The Tribunal noted that arbitral tribunals’ interpretations of umbrella clauses requiring a host state to observe “any obligations it may have entered into with regard to investments” remained inconsistent. It held that to be covered, obligations must address the investments with some degree of specificity, i.e., obligations contained in the general law of the host state would not be covered. The clause may however, cover unilateral commitments arising from the host state’s law regulating a particular business sector and addressed specifically to the foreign investors therein. Provided that the obligations had been entered “with regard” to investments, they might be entered into with persons or entities other than the investor itself, so that a contractual undertaking by Argentina to Continental’s subsidiary CNA ART would not, in principle, be excluded.

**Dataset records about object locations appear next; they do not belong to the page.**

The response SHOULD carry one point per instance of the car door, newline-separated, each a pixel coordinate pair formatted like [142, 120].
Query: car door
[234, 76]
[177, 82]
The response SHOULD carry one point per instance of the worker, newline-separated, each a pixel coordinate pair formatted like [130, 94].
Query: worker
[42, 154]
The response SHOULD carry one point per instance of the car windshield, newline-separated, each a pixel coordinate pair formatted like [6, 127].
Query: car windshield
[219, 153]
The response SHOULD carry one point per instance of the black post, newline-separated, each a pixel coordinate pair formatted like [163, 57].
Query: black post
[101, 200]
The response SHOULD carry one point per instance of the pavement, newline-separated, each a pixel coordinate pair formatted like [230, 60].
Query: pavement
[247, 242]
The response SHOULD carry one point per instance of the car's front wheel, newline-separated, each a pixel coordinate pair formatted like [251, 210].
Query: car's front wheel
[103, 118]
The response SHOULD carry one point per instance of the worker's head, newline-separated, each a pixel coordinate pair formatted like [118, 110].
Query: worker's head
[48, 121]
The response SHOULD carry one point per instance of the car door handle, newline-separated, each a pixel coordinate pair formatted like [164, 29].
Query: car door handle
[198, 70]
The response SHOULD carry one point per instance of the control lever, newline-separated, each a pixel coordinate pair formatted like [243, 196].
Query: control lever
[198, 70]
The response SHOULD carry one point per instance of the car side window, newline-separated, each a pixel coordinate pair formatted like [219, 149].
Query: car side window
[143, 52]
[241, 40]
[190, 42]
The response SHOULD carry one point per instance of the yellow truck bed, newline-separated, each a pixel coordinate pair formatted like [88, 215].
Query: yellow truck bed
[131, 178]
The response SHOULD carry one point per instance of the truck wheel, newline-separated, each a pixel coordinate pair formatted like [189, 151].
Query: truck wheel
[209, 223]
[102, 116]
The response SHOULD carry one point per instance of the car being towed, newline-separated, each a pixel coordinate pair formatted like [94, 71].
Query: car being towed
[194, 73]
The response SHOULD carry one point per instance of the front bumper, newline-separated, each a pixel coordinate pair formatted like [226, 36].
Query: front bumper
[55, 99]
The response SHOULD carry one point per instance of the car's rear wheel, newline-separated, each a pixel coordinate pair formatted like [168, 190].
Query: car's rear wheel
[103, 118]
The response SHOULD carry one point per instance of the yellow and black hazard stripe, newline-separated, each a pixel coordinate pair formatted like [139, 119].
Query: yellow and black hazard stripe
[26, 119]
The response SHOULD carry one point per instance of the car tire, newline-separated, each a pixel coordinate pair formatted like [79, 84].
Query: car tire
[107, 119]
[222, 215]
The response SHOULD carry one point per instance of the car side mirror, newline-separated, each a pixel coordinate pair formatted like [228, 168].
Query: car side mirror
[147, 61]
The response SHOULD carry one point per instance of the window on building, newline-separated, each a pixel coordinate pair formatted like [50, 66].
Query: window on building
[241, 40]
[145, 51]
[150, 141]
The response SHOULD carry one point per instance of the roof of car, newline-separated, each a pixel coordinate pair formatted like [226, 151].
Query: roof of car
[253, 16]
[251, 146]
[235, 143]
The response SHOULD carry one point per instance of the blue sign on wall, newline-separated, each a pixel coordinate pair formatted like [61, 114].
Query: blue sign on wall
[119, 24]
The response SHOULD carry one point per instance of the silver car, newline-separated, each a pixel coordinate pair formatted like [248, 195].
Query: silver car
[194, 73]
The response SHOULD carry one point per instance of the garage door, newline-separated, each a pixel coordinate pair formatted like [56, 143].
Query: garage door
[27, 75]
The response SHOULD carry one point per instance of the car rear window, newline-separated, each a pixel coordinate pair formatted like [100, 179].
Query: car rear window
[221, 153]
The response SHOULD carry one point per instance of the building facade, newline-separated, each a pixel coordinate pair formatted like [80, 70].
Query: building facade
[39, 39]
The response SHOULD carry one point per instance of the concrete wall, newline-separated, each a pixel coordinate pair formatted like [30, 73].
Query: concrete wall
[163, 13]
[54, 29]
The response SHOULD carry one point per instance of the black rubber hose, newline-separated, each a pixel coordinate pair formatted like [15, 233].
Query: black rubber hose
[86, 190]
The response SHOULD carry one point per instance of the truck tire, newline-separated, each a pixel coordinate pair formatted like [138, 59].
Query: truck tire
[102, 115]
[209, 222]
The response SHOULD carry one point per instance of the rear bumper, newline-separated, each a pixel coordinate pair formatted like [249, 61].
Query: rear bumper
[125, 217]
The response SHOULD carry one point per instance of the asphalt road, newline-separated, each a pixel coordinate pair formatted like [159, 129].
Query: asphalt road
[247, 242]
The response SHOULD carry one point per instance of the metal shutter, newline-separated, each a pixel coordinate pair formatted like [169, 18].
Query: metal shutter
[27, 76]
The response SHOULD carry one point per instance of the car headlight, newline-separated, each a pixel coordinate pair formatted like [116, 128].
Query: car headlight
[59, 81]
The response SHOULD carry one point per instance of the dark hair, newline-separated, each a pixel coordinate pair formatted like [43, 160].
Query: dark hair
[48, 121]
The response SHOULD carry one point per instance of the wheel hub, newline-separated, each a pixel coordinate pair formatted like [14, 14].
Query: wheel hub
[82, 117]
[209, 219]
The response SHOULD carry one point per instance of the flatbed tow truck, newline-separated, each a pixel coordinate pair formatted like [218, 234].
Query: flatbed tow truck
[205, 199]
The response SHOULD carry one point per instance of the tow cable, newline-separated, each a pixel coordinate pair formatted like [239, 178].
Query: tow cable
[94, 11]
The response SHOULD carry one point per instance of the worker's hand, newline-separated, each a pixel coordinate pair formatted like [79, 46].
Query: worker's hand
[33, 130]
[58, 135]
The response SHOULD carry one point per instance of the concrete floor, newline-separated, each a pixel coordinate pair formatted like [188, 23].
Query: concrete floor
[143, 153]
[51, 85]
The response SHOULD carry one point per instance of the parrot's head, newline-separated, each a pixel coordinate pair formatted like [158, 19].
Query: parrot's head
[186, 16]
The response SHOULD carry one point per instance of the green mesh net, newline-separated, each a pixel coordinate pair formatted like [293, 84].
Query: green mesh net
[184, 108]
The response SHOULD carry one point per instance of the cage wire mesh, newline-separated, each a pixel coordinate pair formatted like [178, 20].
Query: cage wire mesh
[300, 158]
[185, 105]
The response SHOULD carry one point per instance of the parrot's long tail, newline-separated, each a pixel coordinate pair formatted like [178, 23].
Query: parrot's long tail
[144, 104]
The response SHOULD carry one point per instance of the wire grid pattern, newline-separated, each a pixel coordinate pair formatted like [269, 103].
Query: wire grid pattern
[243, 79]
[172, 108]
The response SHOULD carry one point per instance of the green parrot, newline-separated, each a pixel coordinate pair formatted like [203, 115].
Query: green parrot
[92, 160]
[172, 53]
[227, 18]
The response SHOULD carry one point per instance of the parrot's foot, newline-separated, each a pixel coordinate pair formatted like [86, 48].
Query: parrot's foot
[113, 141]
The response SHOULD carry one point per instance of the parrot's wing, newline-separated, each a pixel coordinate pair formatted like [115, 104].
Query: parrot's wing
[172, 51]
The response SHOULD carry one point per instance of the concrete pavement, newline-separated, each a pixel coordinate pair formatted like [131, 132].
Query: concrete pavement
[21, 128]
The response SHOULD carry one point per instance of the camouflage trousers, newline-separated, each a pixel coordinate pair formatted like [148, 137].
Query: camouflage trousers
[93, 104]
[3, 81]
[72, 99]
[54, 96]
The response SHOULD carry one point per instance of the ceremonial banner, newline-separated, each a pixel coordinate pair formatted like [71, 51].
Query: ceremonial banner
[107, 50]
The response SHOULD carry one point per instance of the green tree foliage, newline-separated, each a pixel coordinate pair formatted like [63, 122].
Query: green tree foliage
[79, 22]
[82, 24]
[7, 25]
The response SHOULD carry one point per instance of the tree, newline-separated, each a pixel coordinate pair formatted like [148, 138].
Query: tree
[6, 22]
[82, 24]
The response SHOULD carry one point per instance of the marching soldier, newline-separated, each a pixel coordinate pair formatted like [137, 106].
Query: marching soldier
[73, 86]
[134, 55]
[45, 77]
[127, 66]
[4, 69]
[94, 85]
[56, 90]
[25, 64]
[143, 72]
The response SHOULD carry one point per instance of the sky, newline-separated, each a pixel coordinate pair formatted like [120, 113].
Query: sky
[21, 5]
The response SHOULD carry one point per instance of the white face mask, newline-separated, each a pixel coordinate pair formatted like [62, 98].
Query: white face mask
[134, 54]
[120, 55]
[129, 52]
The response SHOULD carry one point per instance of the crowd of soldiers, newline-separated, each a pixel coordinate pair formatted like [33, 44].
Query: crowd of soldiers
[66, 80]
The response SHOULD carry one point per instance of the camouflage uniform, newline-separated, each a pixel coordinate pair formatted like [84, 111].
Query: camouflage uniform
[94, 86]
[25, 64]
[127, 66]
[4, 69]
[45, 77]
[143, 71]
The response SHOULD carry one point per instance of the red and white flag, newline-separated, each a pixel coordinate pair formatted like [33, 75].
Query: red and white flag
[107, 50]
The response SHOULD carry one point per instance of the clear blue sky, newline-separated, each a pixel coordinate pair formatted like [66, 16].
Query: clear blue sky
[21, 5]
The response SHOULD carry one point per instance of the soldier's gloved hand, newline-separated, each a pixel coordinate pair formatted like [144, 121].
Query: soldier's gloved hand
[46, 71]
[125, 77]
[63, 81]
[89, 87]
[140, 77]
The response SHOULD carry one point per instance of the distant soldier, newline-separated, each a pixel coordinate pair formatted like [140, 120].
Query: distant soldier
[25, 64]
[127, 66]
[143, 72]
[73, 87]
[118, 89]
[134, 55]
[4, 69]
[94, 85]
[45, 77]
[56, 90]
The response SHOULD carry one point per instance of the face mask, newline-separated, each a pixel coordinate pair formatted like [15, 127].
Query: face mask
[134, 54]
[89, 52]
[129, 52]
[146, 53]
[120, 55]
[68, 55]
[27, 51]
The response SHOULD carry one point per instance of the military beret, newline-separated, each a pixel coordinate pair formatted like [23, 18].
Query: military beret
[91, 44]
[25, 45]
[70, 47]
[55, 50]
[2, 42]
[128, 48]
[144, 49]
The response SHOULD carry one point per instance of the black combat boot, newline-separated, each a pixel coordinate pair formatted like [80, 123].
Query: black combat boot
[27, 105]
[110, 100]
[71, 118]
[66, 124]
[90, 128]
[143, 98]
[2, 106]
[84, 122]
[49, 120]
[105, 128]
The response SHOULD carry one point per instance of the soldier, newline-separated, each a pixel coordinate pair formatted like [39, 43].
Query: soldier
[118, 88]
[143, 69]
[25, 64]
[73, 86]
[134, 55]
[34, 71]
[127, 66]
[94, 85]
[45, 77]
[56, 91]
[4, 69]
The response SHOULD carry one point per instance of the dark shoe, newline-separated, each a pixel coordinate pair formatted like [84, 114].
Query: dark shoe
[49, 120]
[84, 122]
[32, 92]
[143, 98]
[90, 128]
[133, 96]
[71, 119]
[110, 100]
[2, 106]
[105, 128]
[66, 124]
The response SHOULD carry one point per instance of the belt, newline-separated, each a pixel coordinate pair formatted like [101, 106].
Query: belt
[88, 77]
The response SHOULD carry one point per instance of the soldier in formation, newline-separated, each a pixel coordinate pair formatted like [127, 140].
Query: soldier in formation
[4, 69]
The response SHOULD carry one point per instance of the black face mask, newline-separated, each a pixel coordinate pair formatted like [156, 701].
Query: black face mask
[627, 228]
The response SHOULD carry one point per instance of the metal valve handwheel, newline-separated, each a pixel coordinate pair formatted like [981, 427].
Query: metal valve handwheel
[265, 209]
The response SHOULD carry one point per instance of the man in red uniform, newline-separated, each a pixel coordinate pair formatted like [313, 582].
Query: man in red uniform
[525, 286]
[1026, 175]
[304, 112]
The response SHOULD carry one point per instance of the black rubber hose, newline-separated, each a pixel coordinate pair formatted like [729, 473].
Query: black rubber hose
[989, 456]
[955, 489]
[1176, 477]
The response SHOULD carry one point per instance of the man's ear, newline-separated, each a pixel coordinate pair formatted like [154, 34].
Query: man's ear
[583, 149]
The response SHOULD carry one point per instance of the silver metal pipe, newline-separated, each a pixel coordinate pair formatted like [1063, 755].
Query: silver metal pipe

The Tribunal held that the legislative assurances relied upon by Continental were not covered by the umbrella clause because they were directed either to Argentina’s general public or to a wide range of depositors and subscribers. Regarding contractual assurances contained in the debt securities, the Tribunal held that such obligations were guaranteed by the umbrella clause, but that liability was precluded by Argentina’s defence of necessity under Article XI. With respect to the LETE treasury bills, the Tribunal held that because it had already found a breach of fair and equitable treatment regarding the bills, it did not need to investigate further whether Argentina’s actions regarding the LETEs also breached the umbrella clause (paras. 287–303).


Notes

[1] As of 31 December 2010.

[2]  Article XI states that “[t]his Treaty shall not preclude the application by either Party of measures necessary for the maintenance of public order, the fulfillment of its obligations with respect to the maintenance or the restoration of international peace or security, or the protection of its own essential security interests.”

[3] According to the International Law Commission’s Commentary on the Draft Articles on State Responsibility, paragraph 15, a plea of necessity under customary international law “is excluded if there are other (otherwise lawful) means available, even if they may be more costly or less convenient.”